ECRI Institute unveils health IT hazard reporting system

The ECRI Institute Patient Safety Organization has created a health IT hazard reporting system incorporating Agency for Healthcare Research Quality (AHRQ) common formats and a tested, standardized taxonomy designed to make it easier to see trends.

The Health IT Hazard Manager was developed through a federally funded project led by Abt Associates with ECRI Institute and Geisinger Health System's Patient Safety Institute. The reporting system collects information about IT hazards via the Internet to create a central repository of data.

The taxonomy has been integrated into its event-reporting platform to help healthcare organizations track causes of health IT-related hazards and manage these risks before they contribute to errors or patient harm.

"It is important to understand the nature of health IT hazards, defined as any characteristic of health IT or its interactions with other systems--including humans--that increases the likelihood of compromised care-process and patient harm. It is equally important to correct health IT systems to reduce or avoid such risks," Karen P. Zimmer, ECRI Institute PSO medical director, says in an announcement.

In early 2013, the PSO focused on adverse events and near misses associated with the electronic health record and related technologies.

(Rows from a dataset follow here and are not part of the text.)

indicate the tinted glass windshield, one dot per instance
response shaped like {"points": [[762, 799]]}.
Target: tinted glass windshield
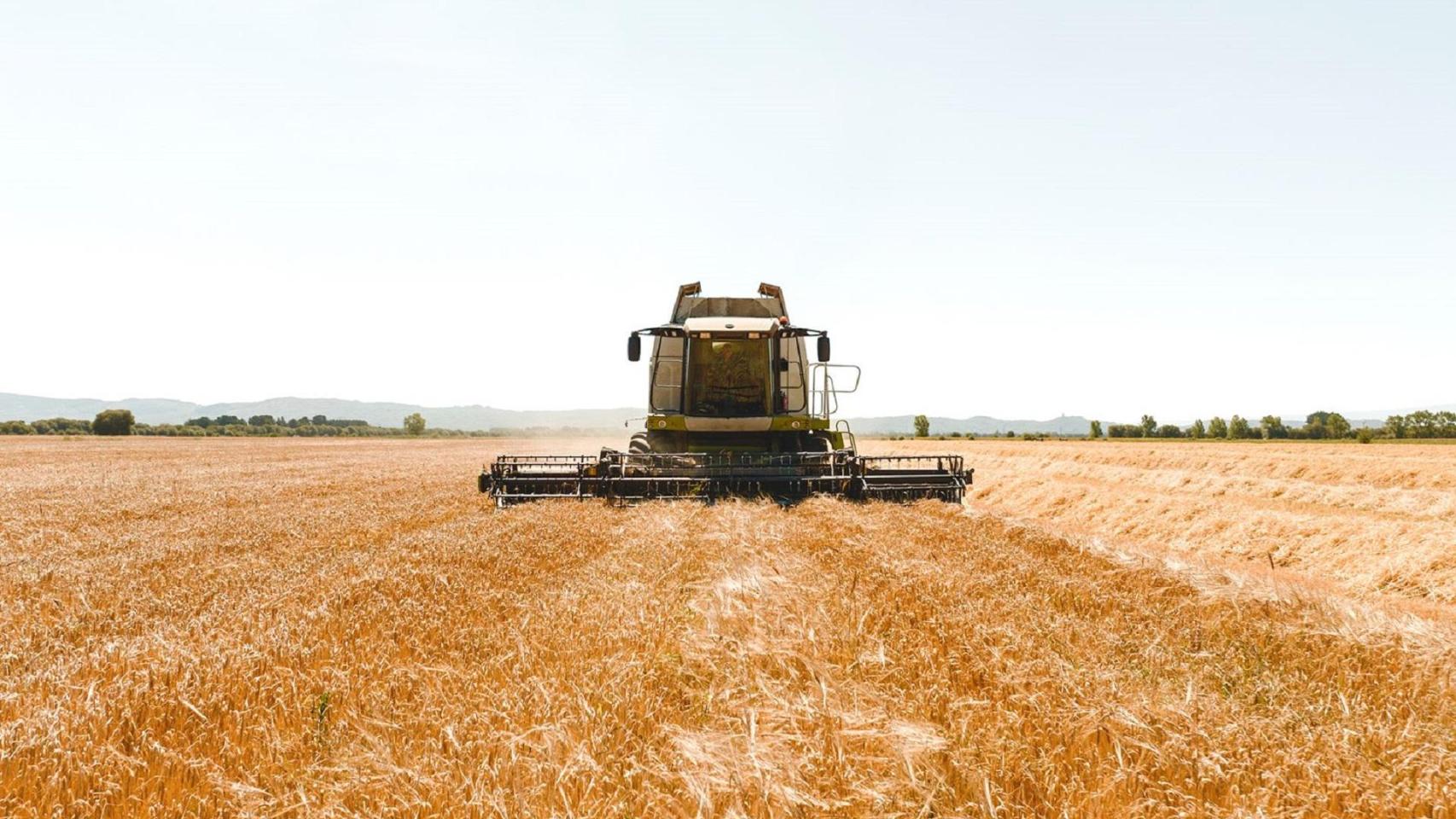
{"points": [[728, 377]]}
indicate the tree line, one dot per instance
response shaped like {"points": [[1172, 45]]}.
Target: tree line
{"points": [[123, 422], [1318, 427]]}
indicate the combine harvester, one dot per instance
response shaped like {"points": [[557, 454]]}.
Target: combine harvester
{"points": [[737, 410]]}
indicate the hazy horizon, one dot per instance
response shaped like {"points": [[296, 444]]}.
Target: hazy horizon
{"points": [[999, 208]]}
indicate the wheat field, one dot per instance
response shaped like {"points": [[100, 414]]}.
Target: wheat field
{"points": [[1377, 520], [232, 627]]}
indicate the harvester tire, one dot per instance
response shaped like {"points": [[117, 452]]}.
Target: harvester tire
{"points": [[639, 444]]}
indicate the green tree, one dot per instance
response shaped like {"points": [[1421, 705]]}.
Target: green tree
{"points": [[1218, 428], [922, 427], [1395, 427], [416, 424], [1239, 428], [1273, 427], [114, 422]]}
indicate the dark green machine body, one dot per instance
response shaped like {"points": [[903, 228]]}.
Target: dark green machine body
{"points": [[737, 409]]}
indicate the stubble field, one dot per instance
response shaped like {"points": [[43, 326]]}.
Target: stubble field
{"points": [[334, 629]]}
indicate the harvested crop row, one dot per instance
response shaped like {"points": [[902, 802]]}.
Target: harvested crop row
{"points": [[1379, 521]]}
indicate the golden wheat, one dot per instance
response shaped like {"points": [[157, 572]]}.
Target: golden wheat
{"points": [[338, 629], [1377, 520]]}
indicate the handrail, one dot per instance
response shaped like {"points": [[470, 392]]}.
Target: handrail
{"points": [[824, 389]]}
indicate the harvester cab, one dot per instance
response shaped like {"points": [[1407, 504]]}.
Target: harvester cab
{"points": [[736, 409]]}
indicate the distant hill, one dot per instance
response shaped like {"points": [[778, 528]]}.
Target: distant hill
{"points": [[475, 416]]}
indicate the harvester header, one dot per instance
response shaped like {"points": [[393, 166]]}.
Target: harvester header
{"points": [[734, 409]]}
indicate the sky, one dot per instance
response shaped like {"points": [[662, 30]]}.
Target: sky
{"points": [[1016, 210]]}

The institute cited three information errors among in its most recent top 10 list of health technology hazards.

Indeed, researchers from Dartmouth College and the University of Pennsylvania, saying electronic records tend to create their own "reality," recently came up with 45 scenarios miscommunication involving not just EMRs, but also physician order entry systems, pharmacy technology and other systems.

After reading the U.S. Department of Health & Human Services' 50-page final health IT safety plan, FierceEMR's editor Marla Durben Hirsch expressed concern that it lets vendors off easy at the expense of providers. There's still no requirement that vendors report health IT-related adverse events, she notes, but relies on them to police themselves.